Le disposizioni dell’articolo si applicano anche agli interventi edilizi di cui all'articolo 23, comma 1, eseguiti in parziale difformità dalla segnalazione certificata di inizio attività.
Come è stato già chiaramente affermato da questa Corte, il provvedimento adottato dall'autorità amministrativa a norma dell’art. 34, comma 2 citato trova applicazione solo per le difformità parziali e, in ogni caso, non equivale ad una sanatoria, atteso che non integra una regolarizzazione dell'illecito ed, in particolare, non autorizza il completamento delle opere, considerato che le stesse vengono tollerate, nello stato in cui si trovano, solo in funzione della conservazione di quelle realizzate legittimamente (così, Sez. 3, n. 19538 del 22/4/2010, Alborino, Rv. 247187. Conf. Sez. 3, n. 24661 del 15/4/2009, Ostuni, Rv. 244021; Sez. 3, n. 13978 del 25/2/2004, Tessitore, Rv. 228451).  
Tali principi venivano successivamente ribaditi, condivisibilmente affermando che la disciplina prevista dall'art. 34, comma secondo, del d.P.R. 6 giugno 2001, n. 380, cosiddetta procedura di fiscalizzazione dell'illecito edilizio, trova applicazione, in via esclusiva, per gli interventi eseguiti in parziale difformità dal permesso di costruire, e non equivale ad una "sanatoria" dell'abuso edilizio, in quanto non integra una regolarizzazione dell'illecito e non autorizza il completamento delle opere realizzate (Sez. 3, n. 28747 del 11/5/2018, Pellegrino, Rv. 273291).  
Non risulta, dal provvedimento impugnato, che le opere da demolire rientrino tra gli interventi in difformità parziale.   

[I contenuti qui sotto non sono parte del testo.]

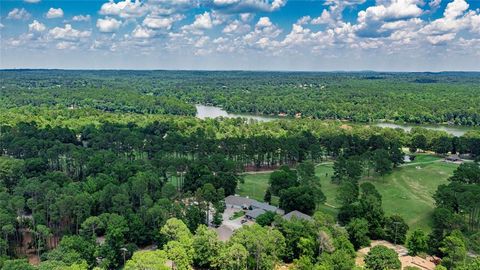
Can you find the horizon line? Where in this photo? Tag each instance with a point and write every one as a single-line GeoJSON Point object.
{"type": "Point", "coordinates": [243, 70]}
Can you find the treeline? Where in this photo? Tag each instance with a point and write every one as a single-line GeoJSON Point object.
{"type": "Point", "coordinates": [456, 220]}
{"type": "Point", "coordinates": [360, 97]}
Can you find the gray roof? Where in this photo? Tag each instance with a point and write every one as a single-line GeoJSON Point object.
{"type": "Point", "coordinates": [255, 213]}
{"type": "Point", "coordinates": [453, 157]}
{"type": "Point", "coordinates": [264, 206]}
{"type": "Point", "coordinates": [239, 201]}
{"type": "Point", "coordinates": [298, 215]}
{"type": "Point", "coordinates": [247, 202]}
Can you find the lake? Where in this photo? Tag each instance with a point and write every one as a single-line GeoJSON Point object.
{"type": "Point", "coordinates": [204, 111]}
{"type": "Point", "coordinates": [455, 131]}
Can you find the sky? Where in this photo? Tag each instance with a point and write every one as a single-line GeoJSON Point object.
{"type": "Point", "coordinates": [309, 35]}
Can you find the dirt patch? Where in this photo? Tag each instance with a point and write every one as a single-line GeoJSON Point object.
{"type": "Point", "coordinates": [406, 260]}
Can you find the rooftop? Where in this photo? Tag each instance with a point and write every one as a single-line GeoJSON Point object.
{"type": "Point", "coordinates": [255, 213]}
{"type": "Point", "coordinates": [297, 215]}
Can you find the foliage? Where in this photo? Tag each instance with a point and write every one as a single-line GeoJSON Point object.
{"type": "Point", "coordinates": [144, 260]}
{"type": "Point", "coordinates": [265, 245]}
{"type": "Point", "coordinates": [417, 242]}
{"type": "Point", "coordinates": [358, 232]}
{"type": "Point", "coordinates": [382, 258]}
{"type": "Point", "coordinates": [266, 219]}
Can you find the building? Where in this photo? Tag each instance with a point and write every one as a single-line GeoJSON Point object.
{"type": "Point", "coordinates": [297, 215]}
{"type": "Point", "coordinates": [255, 213]}
{"type": "Point", "coordinates": [244, 203]}
{"type": "Point", "coordinates": [453, 158]}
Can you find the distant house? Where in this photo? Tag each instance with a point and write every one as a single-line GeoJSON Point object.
{"type": "Point", "coordinates": [453, 158]}
{"type": "Point", "coordinates": [244, 203]}
{"type": "Point", "coordinates": [297, 215]}
{"type": "Point", "coordinates": [253, 214]}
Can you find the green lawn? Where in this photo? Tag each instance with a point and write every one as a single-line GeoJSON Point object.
{"type": "Point", "coordinates": [254, 186]}
{"type": "Point", "coordinates": [407, 191]}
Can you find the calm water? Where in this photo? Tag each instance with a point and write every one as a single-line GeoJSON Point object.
{"type": "Point", "coordinates": [455, 131]}
{"type": "Point", "coordinates": [213, 112]}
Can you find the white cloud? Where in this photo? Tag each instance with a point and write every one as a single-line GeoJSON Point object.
{"type": "Point", "coordinates": [324, 18]}
{"type": "Point", "coordinates": [143, 33]}
{"type": "Point", "coordinates": [370, 21]}
{"type": "Point", "coordinates": [242, 6]}
{"type": "Point", "coordinates": [434, 4]}
{"type": "Point", "coordinates": [54, 13]}
{"type": "Point", "coordinates": [81, 18]}
{"type": "Point", "coordinates": [68, 33]}
{"type": "Point", "coordinates": [441, 39]}
{"type": "Point", "coordinates": [203, 21]}
{"type": "Point", "coordinates": [36, 26]}
{"type": "Point", "coordinates": [66, 45]}
{"type": "Point", "coordinates": [455, 9]}
{"type": "Point", "coordinates": [264, 22]}
{"type": "Point", "coordinates": [245, 17]}
{"type": "Point", "coordinates": [455, 18]}
{"type": "Point", "coordinates": [201, 42]}
{"type": "Point", "coordinates": [18, 14]}
{"type": "Point", "coordinates": [155, 22]}
{"type": "Point", "coordinates": [123, 9]}
{"type": "Point", "coordinates": [108, 25]}
{"type": "Point", "coordinates": [396, 10]}
{"type": "Point", "coordinates": [304, 20]}
{"type": "Point", "coordinates": [236, 27]}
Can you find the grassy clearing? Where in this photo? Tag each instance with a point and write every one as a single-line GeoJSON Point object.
{"type": "Point", "coordinates": [407, 191]}
{"type": "Point", "coordinates": [255, 186]}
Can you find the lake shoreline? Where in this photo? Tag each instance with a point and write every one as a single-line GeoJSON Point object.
{"type": "Point", "coordinates": [209, 111]}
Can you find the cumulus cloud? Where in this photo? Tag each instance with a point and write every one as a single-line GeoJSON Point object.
{"type": "Point", "coordinates": [455, 18]}
{"type": "Point", "coordinates": [36, 26]}
{"type": "Point", "coordinates": [68, 33]}
{"type": "Point", "coordinates": [18, 14]}
{"type": "Point", "coordinates": [239, 6]}
{"type": "Point", "coordinates": [143, 33]}
{"type": "Point", "coordinates": [455, 9]}
{"type": "Point", "coordinates": [157, 22]}
{"type": "Point", "coordinates": [434, 4]}
{"type": "Point", "coordinates": [370, 21]}
{"type": "Point", "coordinates": [81, 18]}
{"type": "Point", "coordinates": [324, 18]}
{"type": "Point", "coordinates": [54, 13]}
{"type": "Point", "coordinates": [202, 22]}
{"type": "Point", "coordinates": [123, 9]}
{"type": "Point", "coordinates": [108, 25]}
{"type": "Point", "coordinates": [66, 45]}
{"type": "Point", "coordinates": [236, 27]}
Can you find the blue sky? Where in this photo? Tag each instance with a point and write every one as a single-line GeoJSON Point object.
{"type": "Point", "coordinates": [324, 35]}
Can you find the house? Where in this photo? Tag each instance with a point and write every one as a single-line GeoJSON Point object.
{"type": "Point", "coordinates": [253, 214]}
{"type": "Point", "coordinates": [453, 158]}
{"type": "Point", "coordinates": [239, 202]}
{"type": "Point", "coordinates": [297, 215]}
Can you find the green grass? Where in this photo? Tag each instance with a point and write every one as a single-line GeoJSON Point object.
{"type": "Point", "coordinates": [407, 191]}
{"type": "Point", "coordinates": [237, 215]}
{"type": "Point", "coordinates": [255, 186]}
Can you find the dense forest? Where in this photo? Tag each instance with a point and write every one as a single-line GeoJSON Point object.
{"type": "Point", "coordinates": [448, 97]}
{"type": "Point", "coordinates": [110, 170]}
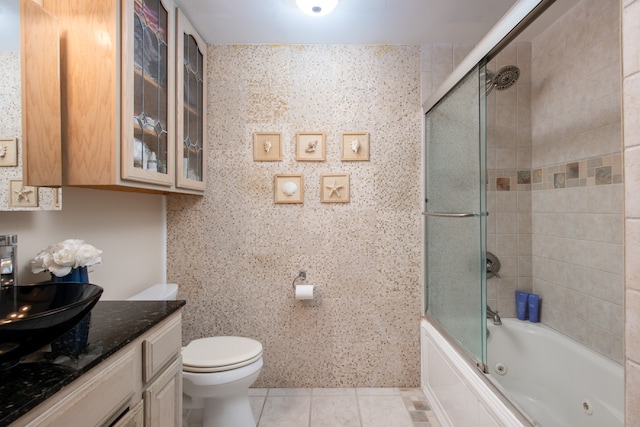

5. Relativamente all’ulteriore questione della impossibilità della demolizione, comunque non dimostrata per le ragioni già dette,  occorre invece richiamare la giurisprudenza di questa Corte, secondo la quale, con riferimento ad ipotesi di sospensione condizionale della pena subordinata alla demolizione del manufatto abusivo, l'impossibilità tecnica di provvedervi non rileva come motivo di revoca del beneficio solo se non dipenda da causa imputabile al condannato (Sez. 3, n. 19387 del 27/4/2016, Di Dio, Rv. 267108; Sez. 3, n. 35972 del 22/9/2010, Lembo, Rv. 248569; Sez. 3, n. 32706 del 27/4/2004, Giardina, Rv. 229388), ritenendo tale il caso in cui sia stato il medesimo a realizzare l’abuso sull'iniziale manufatto o, comunque, a tollerare la realizzazione delle opere.
I richiamati principi sono stati successivamente ribaditi, ritenendoli applicabili anche ad analoga situazione dedotta in corso di incidente di esecuzione concernente l’ordine di demolizione di un manufatto abusivo (Sez. 3, n. 28740 del 27/4/2018, Ferrante, non massimata; Sez. 3 n. 51056 del  9/10/2018, Chimirri, non massimata).
Si tratta di conclusioni pienamente condivise dal Collegio, dovendosi conseguentemente affermare che l’impossibilità tecnica di dare esecuzione all’ordine di demolizione, oltre a dover essere ovviamente dimostrata, non assume rilievo quando dipende da una causa imputabile allo stesso condannato.

6. Il ricorso, conseguentemente, deve essere dichiarato inammissibile e alla declaratoria di inammissibilità  consegue l’onere delle spese del procedimento, nonché quello del versamento, in favore della Cassa delle ammende, della somma, equitativamente fissata, di euro 3.000,00.



P.Q.M.

Dichiara inammissibile il ricorso e condanna la ricorrente al pagamento delle spese processuali e della somma di euro tremila in favore della Cassa delle ammende.